Se propone que la estrategia de
aprendizaje de cada objetivo explicite,
en cada una de las actividades que la componen, lo que el estudiante
realizará (la acción que está en el
objetivo), lo que aprenderá (los conocimientos que están en los
contenidos) y la forma o manera como lo
hará. En esta última consideración deben comprenderse las indicaciones o
requisitos acerca de cómo ejecutarán la(s) actividad(es) propuesta(s); si es
en grupo o individual, con qué
materiales, el período estipulado, la
fecha de entrega, las normas de conducta específicas, el (los)
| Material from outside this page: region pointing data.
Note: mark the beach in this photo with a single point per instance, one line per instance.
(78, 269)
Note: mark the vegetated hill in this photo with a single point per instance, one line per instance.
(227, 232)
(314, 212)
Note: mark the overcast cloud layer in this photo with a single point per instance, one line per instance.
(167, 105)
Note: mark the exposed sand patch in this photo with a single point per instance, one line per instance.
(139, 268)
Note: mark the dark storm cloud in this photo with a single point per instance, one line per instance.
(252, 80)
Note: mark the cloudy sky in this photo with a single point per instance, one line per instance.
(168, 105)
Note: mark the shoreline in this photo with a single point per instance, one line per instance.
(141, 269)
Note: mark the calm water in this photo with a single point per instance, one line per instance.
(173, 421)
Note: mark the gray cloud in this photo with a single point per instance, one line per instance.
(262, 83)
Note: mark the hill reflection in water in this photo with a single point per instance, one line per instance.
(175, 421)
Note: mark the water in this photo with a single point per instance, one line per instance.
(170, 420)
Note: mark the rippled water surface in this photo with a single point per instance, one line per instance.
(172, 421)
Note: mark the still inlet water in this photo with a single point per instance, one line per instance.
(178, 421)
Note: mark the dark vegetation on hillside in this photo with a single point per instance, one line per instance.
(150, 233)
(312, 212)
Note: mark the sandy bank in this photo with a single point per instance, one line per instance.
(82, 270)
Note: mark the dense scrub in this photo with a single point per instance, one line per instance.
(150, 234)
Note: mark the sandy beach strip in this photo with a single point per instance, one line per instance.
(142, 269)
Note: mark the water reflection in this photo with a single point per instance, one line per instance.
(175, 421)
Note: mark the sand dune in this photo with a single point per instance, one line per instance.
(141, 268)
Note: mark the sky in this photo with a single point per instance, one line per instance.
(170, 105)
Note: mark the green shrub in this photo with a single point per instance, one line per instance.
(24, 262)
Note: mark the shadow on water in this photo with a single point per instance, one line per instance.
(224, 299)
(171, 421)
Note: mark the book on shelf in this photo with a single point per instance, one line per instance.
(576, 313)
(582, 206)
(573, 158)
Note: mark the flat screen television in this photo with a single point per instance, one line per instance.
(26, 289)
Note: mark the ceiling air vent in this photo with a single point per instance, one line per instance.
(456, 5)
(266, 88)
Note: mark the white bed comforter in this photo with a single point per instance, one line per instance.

lugar(es) donde se debe efectuar y otros que se quieran agregar.
Además de las
consideraciones mencionadas para
las experiencias de
aprendizaje propuestas en el
diseño de curso, es necesario
contemplar las características de aprendizaje
de los participantes, las diferentes estructuras para ese aprender, y
distintos puntos de referencia y de interés ligados a la práctica de la vida
real y a las situaciones individuales. Es por esto las actividades deben
también guardar relación con la didáctica específica para cada
disciplina y el accionar del estudiante en su vida cotidiana.
En el
diseño de las actividades es fundamental promover las interacciones
sociocognitivas entre el estudiante y el contenido del curso, así como entre
estudiante- estudiante y estudiante-docente: las posibilidades de interacción y el grado de las
mismas en un proceso de aprendizaje, son aspectos que se deben contemplar con
todo cuidado. Es necesario comprender que una buena comunicación didáctica
logra interacciones socio-cognitivas, cuando promueve la interacción del
estudiante con el contenido; establece esquemas básicos y marcos de referencia
para que las y los alumnos exploren, observen y reconstruyan los conocimientos;
se facilita los espacios y orientaciones para que la persona tome decisiones y
busque las estrategias de aprendizaje que le ayuden a transformar la
información en conocimiento; se promueve la interacción docente - estudiantes y
entre estudiantes, impulsando el intercambio cognitivo y promueve la
identificación de las aplicaciones que el contenido estudiado puede tener en el
contexto que vive.
También es necesario tomar en cuenta que los espacios de aprendizaje no
son espacios solamente para ofrecer nueva información, sino que es necesario que
el estudiante realice una acción cognitiva importante sobre esa información. Por
ejemplo, realizar un análisis
comparativo entre dos
lecturas o establecer relaciones entre la lectura y una problemática
actual implica un procesamiento
cognitivo más complejo que el
simple hecho de resumir. En este sentido, podemos identificar una buena
práctica cuando el profesor o profesora: promueve la actividad mental
constructiva del estudiantado, realiza la presentación del tema, de forma tal
que suscita la comprensión general y motiva al estudio del mismo, enfoca la
discusión (en los foros) hacia el tema específico, estimula a participar por
medio del refuerzo positivo directo o indirecto, sintetiza la discusión,
clarifica las malas interpretaciones o ayuda a trabajar el error, confirma la
comprensión del tema a través de la evaluación y la retroalimentación.
Debido a que el tiempo es un recurso
limitado, recomendamos establecer los plazos y las condiciones para la
realización de las actividades. Es necesario tener presente que, los plazos
para realizar actividades colaborativas generalmente tienen mayor peso.